My casted arm was still weak and pained, its strength slow to return. And the electric machine weren’t nothing like Mama’s sad iron. Instead, it felt clumsy, heavy, and I struggled with the long cord while trying to keep the blistering hot plate from burning me.

“Lovett, get those officers’ uniforms pressed, and stop your spuddling,” the supervisor ordered.

Again, I raised the iron and tried to press a guard’s white dress shirt. Suddenly, the stink of smoke drifted up, and I pulled the electric machine off the fabric. To my horror, I found a yellowish-brown scorch that looked like it might eat the cloth and disappear any second.

The supervisor snapped a wet towel across my back. The iron fell from my hand, bumping off my shin, skinning flesh. “Dammit, are you daft, too, Lovett?” She whipped out the towel again, striking my leg. “That could’ve been me.”

I winced and gingerly touched my bloodied, burned shin. “I’ve never used one of these before. Only my sad iron that I’d heat atop our woodstove. No one in Troublesome had electricity and—”

“You’re troublesome, and I’ve had enough of your troublesome work. Look what you’ve done to the officer’s new shirt,” she hissed.

I swallowed hard and slid my palm over the cloth, hiding the deed. I’d ruined the expensive, store-bought garment.

A guard strolled over. “What’s going on over here, Estelle?” He looked to her and then over to me.

“Nothing, sir. Just one of the irons overheating again,” she grumbled and stabbed me with a hot glare.

Bored, the officer shrugged and moved on.

Estelle snatched my good arm and whispered angrily, “Get your leg cleaned up ’fore you get blood on the fresh laundry and ruin more. Then start over there folding the sheets and prison dresses before I snitch and have your ugly ass thrown into the lockup myself.”

“Yes, ma’am.” I limped toward the lavatory.

“Dumb and daft,” Estelle said, her words sliding through tight-tucked teeth toward the other women, but just loud enough to make sure I heard.

I stiffened, squeezed a fist, but kept moving.

Inside the washroom, I cleaned the wound and splashed water on my face, feeling the exhaustion of my double duties.

I’d been sleeping only three hours a night, and the workload had taken its toll.

That evening when I prepared for bed, a young woman with cropped auburn curls snarled as she passed by. “Keep away,” she barked me back, clutching a stack of books.

“Over here, Regina,” someone called out to her.

The warden had assigned her the librarian job.

Envy crawled across my hand, staining.

I sat on the side of my bed and watched the young woman hand out books and then pass right over me, though I held up my hand and motioned to her.

Waldeen returned from closing the kitchen.

“Cussy, you best get some rest.” She stubbed out her cigarette in the tin can, stretched across her bed.

“I need ya in the kitchen at three tomorrow morning to break down the freezers.

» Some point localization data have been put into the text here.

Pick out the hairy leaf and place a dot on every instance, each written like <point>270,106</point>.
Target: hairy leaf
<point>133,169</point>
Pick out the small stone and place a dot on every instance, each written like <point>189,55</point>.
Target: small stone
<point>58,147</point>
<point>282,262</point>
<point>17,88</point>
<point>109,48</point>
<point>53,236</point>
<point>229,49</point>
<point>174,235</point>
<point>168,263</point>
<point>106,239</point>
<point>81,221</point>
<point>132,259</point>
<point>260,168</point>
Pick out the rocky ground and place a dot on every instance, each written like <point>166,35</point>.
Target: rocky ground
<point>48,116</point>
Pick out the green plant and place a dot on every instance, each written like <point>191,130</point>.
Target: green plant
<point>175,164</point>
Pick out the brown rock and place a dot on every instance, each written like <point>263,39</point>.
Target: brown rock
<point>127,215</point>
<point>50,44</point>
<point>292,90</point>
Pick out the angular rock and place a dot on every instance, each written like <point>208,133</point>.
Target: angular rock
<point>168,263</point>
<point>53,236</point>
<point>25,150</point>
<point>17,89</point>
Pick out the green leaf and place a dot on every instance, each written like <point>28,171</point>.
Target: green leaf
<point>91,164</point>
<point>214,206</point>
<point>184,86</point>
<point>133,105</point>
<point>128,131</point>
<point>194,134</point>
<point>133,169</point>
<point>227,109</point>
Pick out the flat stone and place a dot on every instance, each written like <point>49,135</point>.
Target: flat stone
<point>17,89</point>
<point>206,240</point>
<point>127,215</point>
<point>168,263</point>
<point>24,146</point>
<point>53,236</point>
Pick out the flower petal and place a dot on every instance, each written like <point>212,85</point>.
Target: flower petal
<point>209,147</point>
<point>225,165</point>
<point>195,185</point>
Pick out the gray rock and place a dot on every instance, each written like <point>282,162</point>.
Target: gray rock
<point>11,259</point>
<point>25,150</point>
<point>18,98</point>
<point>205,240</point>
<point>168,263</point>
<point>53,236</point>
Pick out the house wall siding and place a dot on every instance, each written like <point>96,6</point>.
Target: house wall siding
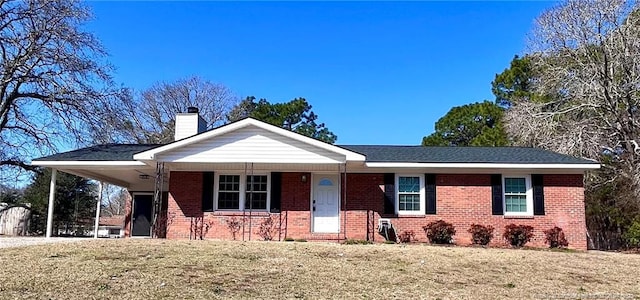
<point>462,199</point>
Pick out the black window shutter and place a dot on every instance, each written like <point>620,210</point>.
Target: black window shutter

We got us a big delivery coming in the afternoon. Did you go over the numbers like I asked?”

“They’re all good, and we’re on budget.”

She nodded, pleased.

I pulled back my cover and slipped into bed, continuing to study Regina while she delivered the reads.

My eyes followed her as she chatted happily about the books she passed out.

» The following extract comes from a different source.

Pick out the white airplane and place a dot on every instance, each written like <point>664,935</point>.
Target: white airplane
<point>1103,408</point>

Then one inmate grabbed a book and ripped off the cover, tossing it onto the floor.

Regina gasped, and her pale face reddened as she picked up the torn read.

Suddenly, the librarian struck the woman across the face with a book. She screeched and rubbed her jaw.

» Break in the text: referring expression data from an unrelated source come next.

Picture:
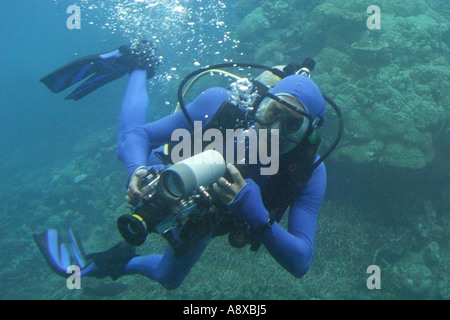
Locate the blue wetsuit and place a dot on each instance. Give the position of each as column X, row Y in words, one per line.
column 292, row 248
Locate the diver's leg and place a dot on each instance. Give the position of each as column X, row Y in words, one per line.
column 167, row 269
column 135, row 102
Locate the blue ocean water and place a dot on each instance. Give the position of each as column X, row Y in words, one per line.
column 58, row 167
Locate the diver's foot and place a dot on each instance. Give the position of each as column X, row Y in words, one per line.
column 141, row 55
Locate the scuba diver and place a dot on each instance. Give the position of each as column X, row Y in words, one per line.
column 242, row 203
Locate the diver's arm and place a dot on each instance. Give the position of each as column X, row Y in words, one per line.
column 291, row 248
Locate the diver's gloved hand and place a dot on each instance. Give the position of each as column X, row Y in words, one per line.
column 292, row 68
column 248, row 205
column 141, row 55
column 134, row 194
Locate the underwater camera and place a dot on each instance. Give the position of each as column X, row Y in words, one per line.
column 171, row 196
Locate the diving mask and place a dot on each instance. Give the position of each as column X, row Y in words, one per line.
column 286, row 113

A guard yelled, “You’ve been warned about this. One more time, Regina Miles, and I’ll write you up.”

Regina held up the damaged read, offended, a protest budding on her lips. “But it’s a book, dammit. Book. You can’t go treating ’em like that,” she said reverently, as if it were a Bible.

In that moment, I could see the rebellions of youth and how deeply she cared for her job, and I felt the whisper of a kindred spirit despite her cruelty.

“One more time,” the guard repeated.

I eased out of my cot, plucked the cover from the floor, and held it up to Regina. “I can bind this for you, and it’ll be as good as new.”

Regina looked torn for a second, like she might accept my offer. But just as quick, her eyes turned switchblade deadly. “Bind this, Grape Stain.” She raised the book and threw it at me.

I caught it in mid-air.

The guard boomed, “Girl, I said one more time, and I damn well meant it.”